A former chief financial officer from Washington has been convicted on multiple federal charges after secretly diverting $35 million in company funds into his own crypto venture—an illicit gamble that collapsed almost overnight during the market turmoil of 2022. Nevin Shetty, 41, was found guilty on four counts of wire fraud after a Seattle jury deliberated for 10 hours, concluding that he knowingly misused company assets and concealed the scheme while attempting to profit from high-risk decentralised finance platforms.
Prosecutors said Shetty quietly transferred the money while still serving as CFO of a private software company. Ironically, he had authored the firm’s conservative investment policy, which explicitly required corporate funds to remain in low-risk, FDIC-insured accounts. Despite that, he began moving the company’s money into his own crypto startup, HighTower Treasury, just weeks after learning he would be dismissed for poor performance. According to trial evidence, he then deployed the funds across a range of high-yield DeFi lending protocols, aiming to generate outsized returns before his departure.
For a brief moment, his plan appeared to work. In the early weeks of April 2022, Shetty and a business partner pocketed more than $133,000 in profits as the protocols delivered the high returns they promised. But the brief success was no match for the broader instability building in the crypto market. In early May, the collapse of Terra’s algorithmic stablecoin triggered a chain reaction that erased some $60 billion in value and sent shockwaves across the digital-asset ecosystem. Within days, the company funds that Shetty had staked plummeted from $35 million to effectively nothing.
By mid-May, the money was gone. Prosecutors said that on May 13, 2022, the investment had sunk to nearly zero, leaving the company facing catastrophic losses. After realising the funds had evaporated, Shetty eventually confessed to two colleagues, prompting his immediate termination and later federal charges. Investigators argued that his attempt to hide the transfers, paired with the deliberate breach of company policy, made the fraud unmistakable.

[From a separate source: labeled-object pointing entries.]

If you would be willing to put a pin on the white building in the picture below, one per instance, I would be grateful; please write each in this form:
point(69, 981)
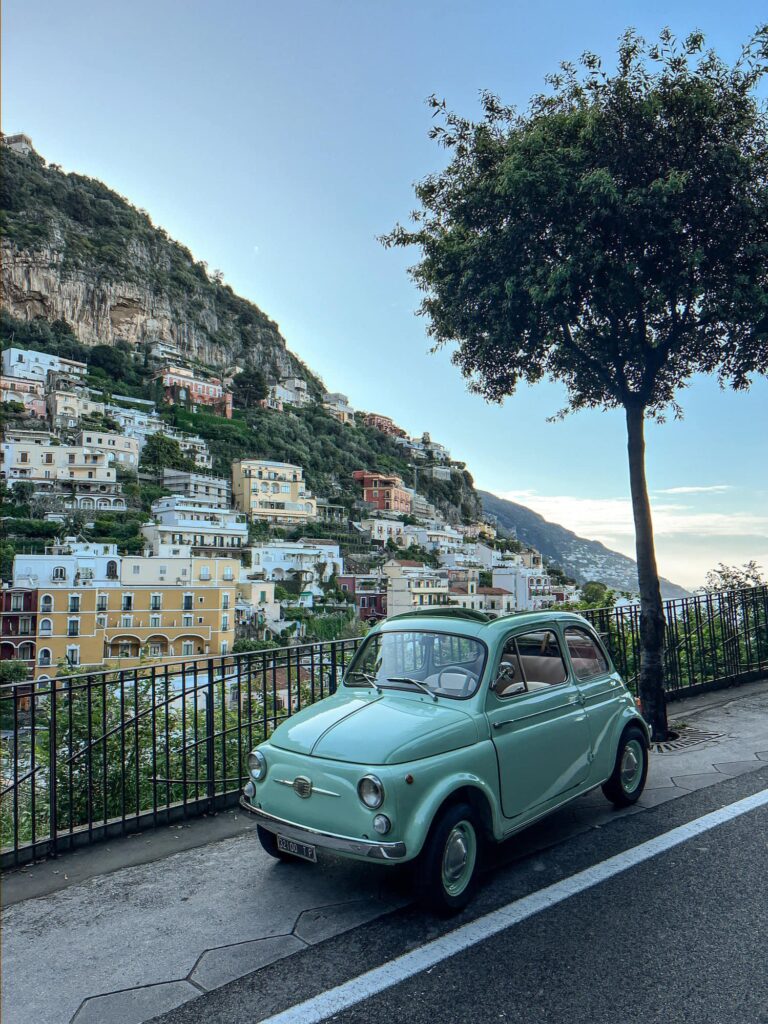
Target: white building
point(215, 491)
point(338, 406)
point(412, 585)
point(78, 477)
point(311, 561)
point(388, 529)
point(195, 522)
point(440, 539)
point(36, 366)
point(292, 391)
point(531, 588)
point(475, 554)
point(118, 449)
point(495, 601)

The conviction adds to a growing list of criminal cases linked to the speculative frenzy of the last major crypto cycle, highlighting how quickly high-risk strategies can unravel when markets turn volatile. Shetty now faces a potential prison sentence of up to 20 years, with formal sentencing scheduled for February. The case underscores the expanding focus of federal authorities on misconduct involving digital assets, particularly when corporate funds and investor capital are involved.